Two morphological operations refined the binary mask. Opening operation (erosion followed by dilation) removes small isolated noise pixels using a 2 x 2 elliptical structuring element. The operation is defined as: (A ⊖ B) ⊕ B, where A is the binary image, B is the structuring element, ⊖ denotes erosion, and ⊕ denotes dilation. Closing operation (dilation followed by erosion) fills small holes within features using a 5 x 5 elliptical structuring element: (A ⊕ B) ⊖ B. The asymmetric kernel sizes ensure noise removal while preserving feature connectivity.

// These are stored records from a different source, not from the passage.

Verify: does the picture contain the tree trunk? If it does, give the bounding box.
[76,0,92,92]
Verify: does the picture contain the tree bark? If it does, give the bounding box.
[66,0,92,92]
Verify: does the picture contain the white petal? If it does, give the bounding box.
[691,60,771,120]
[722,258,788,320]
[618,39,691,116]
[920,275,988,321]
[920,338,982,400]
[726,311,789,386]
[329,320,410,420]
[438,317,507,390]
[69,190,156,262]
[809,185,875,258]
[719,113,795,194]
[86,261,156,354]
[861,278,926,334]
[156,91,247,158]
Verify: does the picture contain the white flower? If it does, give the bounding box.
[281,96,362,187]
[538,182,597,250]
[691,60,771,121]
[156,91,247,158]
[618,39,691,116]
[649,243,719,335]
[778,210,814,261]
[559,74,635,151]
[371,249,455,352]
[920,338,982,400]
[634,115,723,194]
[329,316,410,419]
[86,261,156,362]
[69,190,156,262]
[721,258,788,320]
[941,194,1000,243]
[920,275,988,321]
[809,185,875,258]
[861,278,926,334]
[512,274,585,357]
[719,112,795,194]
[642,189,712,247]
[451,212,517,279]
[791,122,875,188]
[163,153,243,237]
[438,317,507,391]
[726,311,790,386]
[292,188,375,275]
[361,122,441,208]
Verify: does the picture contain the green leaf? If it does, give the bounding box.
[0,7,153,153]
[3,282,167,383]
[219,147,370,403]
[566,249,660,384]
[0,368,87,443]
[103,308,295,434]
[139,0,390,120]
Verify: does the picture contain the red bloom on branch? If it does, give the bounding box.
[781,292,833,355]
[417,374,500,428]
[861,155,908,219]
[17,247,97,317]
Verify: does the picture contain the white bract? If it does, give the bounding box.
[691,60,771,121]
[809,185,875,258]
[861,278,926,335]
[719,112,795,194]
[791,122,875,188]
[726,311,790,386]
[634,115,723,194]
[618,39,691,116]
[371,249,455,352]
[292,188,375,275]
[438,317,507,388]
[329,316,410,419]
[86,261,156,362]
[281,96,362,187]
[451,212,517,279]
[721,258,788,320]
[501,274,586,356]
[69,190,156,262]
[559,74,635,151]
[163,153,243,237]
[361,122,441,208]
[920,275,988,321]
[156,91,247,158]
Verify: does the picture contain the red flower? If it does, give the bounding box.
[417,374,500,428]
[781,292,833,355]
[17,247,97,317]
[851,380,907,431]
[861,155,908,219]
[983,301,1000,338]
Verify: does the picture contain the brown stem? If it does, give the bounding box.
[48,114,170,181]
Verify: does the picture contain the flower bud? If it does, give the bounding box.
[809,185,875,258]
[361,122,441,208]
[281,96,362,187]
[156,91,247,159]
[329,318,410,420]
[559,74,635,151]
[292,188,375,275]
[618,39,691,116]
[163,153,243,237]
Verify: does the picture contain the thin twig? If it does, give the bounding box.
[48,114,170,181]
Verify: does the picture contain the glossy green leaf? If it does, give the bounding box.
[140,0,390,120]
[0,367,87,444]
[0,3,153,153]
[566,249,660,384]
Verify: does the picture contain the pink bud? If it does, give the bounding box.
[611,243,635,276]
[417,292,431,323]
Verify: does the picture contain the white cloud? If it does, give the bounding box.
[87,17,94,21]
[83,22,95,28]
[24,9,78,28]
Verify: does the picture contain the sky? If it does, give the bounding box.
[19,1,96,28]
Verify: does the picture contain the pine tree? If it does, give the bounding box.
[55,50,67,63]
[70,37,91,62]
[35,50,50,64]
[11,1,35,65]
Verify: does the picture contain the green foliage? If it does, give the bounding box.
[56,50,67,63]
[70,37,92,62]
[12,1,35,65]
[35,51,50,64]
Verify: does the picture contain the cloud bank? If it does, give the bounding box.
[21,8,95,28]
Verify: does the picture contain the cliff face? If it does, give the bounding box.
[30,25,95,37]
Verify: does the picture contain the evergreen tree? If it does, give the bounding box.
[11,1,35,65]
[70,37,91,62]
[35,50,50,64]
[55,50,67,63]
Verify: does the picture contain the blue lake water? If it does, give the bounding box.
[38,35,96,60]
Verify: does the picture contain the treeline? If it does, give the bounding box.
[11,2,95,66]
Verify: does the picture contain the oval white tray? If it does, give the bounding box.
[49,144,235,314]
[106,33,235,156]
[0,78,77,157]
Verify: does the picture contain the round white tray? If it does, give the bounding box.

In image processing, the area of a shape (like a detected object or region) can be calculated efficiently for a closed polygon defined by contour points. The formula is a discrete application of Green’s theorem from vector calculus, which relates the area enclosed by a curve to a line integral. For practical computation on a set of ordered points (vertices of the polygon), it simplifies to the shoelace formula. Contours are extracted using the Suzuki-Kato border following algorithm (cv2.findContours with RETR_EXTERNAL mode), which traces only external boundaries and discards internal holes. Each contour is represented as a list of (x, y) coordinate pairs. Initial filtering rejects contours with area A < A_min or A > A_max, where area is computed using Green’s theorem:

$$\mathit{A}={\displaystyle \frac{1}{2}}\left|{\sum }_{\mathit{i}=1}^{\mathit{n}}({\mathit{x}}_{\mathit{i}}{\mathit{y}}_{\mathit{i}+1}-{\mathit{x}}_{\mathit{i}+1}{\mathit{y}}_{\mathit{i}})\right|$$

(1)

where: A is the area of the enclosed region (in pixel units, assuming integer coordinates).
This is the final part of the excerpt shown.